Her eyes narrowed. “Stay where you are.”

My feet seemed to meld with the ground. My heart thumped faster. How was she doing that?

Noelle ran a hand through her hair and took a deep breath. “You used to try my patience like this when you were much younger, you know. You had a phase where you had to ask ‘why’ about everything, and it was infuriating. Good little killers don’t ask questions.” She chuckled darkly, striding toward me and walking around my stiff body. “But with the right words, we can be sure you don’t get too caught up in your own initiative.”

I didn’t remember hearing the phrase she’d used before—except I did. It hit me with a sudden chill. Those nonsensical words had fallen from Anna’s lips as she attempted to suck in her last breaths, to save me.

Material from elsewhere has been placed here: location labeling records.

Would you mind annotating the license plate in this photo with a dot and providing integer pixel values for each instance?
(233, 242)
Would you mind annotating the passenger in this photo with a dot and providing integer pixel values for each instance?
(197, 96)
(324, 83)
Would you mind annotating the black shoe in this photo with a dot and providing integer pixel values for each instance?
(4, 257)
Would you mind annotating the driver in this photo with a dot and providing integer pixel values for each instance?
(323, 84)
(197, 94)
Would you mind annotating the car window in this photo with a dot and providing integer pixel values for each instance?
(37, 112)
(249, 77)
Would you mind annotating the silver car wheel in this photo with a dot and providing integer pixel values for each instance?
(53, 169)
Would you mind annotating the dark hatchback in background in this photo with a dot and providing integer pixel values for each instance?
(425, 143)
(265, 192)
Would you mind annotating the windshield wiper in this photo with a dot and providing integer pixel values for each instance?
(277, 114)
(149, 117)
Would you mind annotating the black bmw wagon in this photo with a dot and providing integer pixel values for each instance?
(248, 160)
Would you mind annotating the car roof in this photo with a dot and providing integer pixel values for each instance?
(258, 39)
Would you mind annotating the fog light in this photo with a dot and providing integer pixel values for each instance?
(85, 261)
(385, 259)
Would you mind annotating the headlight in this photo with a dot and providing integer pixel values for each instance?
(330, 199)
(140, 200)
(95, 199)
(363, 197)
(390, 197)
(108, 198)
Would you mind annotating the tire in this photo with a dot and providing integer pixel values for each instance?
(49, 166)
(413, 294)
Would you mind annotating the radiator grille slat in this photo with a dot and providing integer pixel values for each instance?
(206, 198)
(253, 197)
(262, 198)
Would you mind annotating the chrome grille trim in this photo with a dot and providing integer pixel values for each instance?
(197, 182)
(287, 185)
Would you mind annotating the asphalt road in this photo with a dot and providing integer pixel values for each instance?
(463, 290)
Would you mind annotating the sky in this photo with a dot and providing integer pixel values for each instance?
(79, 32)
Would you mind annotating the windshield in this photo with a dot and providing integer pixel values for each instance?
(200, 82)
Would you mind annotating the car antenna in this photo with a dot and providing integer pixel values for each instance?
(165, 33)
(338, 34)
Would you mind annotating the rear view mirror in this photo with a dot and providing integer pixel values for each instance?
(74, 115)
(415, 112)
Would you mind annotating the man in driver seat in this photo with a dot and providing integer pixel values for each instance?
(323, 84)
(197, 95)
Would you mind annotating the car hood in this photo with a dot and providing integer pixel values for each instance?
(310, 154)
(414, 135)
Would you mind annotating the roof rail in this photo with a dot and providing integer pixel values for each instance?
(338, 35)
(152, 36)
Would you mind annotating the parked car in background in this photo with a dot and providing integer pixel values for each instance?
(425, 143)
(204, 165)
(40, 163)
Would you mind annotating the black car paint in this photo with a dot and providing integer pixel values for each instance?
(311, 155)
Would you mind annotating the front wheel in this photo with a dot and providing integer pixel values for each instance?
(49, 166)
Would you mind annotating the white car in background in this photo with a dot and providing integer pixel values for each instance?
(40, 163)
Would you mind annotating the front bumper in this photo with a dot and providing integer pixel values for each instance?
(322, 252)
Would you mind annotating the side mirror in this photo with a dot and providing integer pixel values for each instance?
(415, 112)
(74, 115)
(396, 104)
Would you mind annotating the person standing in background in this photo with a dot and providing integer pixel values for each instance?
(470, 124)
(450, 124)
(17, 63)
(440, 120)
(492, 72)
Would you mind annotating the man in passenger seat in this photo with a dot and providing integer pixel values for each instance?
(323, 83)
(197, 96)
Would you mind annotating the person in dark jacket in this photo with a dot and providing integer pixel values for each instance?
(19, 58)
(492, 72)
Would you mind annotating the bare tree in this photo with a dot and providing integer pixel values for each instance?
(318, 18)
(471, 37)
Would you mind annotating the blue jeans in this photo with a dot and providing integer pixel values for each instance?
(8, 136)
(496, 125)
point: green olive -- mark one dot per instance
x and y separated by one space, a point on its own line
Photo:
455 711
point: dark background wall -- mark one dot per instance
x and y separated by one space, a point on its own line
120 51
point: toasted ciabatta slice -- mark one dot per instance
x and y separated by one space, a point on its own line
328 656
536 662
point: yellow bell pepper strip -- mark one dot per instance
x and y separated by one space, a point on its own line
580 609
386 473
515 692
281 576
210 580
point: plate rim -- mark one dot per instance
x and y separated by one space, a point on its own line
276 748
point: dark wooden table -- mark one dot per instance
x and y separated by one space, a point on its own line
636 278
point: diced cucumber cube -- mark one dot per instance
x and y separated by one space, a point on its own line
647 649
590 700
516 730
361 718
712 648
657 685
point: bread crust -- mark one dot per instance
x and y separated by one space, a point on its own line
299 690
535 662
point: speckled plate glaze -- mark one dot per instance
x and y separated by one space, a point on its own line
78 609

An even more chilling thought hit me. If Noelle could control me like this, would I even have been able to step outside my rooms without Anna saying that special code?

Noelle smirked, taking in my stillness. “Now, take a step forward.”

I willed myself not to do it. With every single ounce of restraint I had left, I rallied against the order and told myself not to obey. But my left foot—of its own accord—swung forward to plant itself farther forward before my right foot came to meet it.

“Good. Now follow me. We’re leaving.”

Noelle turned, and without any control over my own limbs, I trailed behind her. One foot after the other. On into the dim light of the alcove toward a metal ladder against the far wall that Noelle was approaching.

Panic rose in my chest. I was locked inside my own mind, unable to send any signal to the rest of me. I pounded on the internal wall that stood between me and my bodily functions, but it didn’t break. It didn’t move.

I didn’t recall a specific memory, but a sensation from a long, long time ago flooded me—one of helplessness. I could remember another time when I’d been out of control of my movements. I was young, and my limbs were restrained as my body was taken… taken somewhere I didn’t want to go.

As quickly as the memory came, it flashed out of focus, back into the depths of my mind. The reminder sent a jolt of fear and iron will through me, and I stumbled over my next step.

I couldn’t remember the last time I’d been able to make a choice for myself in the household, but right now, I had to resist. Noelle couldn’t do this to me. I wasn’t her pet or her possession.

I was my own person—a person who loved chocolate and the TV show Spy Time, who could take happiness from the simple pleasure of a breath of fresh air, who craved the brutal intimacy a man like Talon could offer. I was me, and no random combination of words could give her ownership over me.

With the force of that defiant thought, I came to a halt. I looked down at myself with a thrill racing through me.

I’d done it. I’d broken her control. I’d made my own decision.

I’d been directed by Noelle my entire life, but for the last week, even with the men deciding where we went and what they’d tell me, I’d been freer than I’d ever been before. I wouldn’t go back to being a puppet. I owed the household their justice.

I’d give them that. But I’d give it to them on my terms.

“No,” I whispered, my voice still difficult to use.

Noelle spun around and narrowed her eyes at me.

“Garlic. Milkshake.”

My body stiffened, but I forced it to relax. I was free. I would stay that way. I’d thought I could trust Noelle—I’d put all my faith in that fact—but I’d been wrong.

Trusting Noelle was worse than trusting the men. At least they were loyal to their own. After what she’d just done, I’d count on them to give me the real story about why they’d attacked the household before I believed any story she spun for me.

No,” I said again, louder. “I have a say in what happens here too. I don’t belong to you.”

Noelle let out a sharp guffaw that made me want to punch her. As my hand clenched, she shook her head.

“We could have done this the easy way, but you’ve given me no choice.”

I widened my stance automatically, preparing for a fight. Noelle wouldn’t be easy to take down. I’d been able to for a few years now, but it’d often been tricky. And those times I hadn’t been working around a still partly sprained wrist. She might have weapons on her too.

I hadn’t considered that it might not be her fighting me at all.

Noelle made a brisk gesture with her hand, and ten menacing figures sprang out of the tunnels on either side of her, charging straight at me.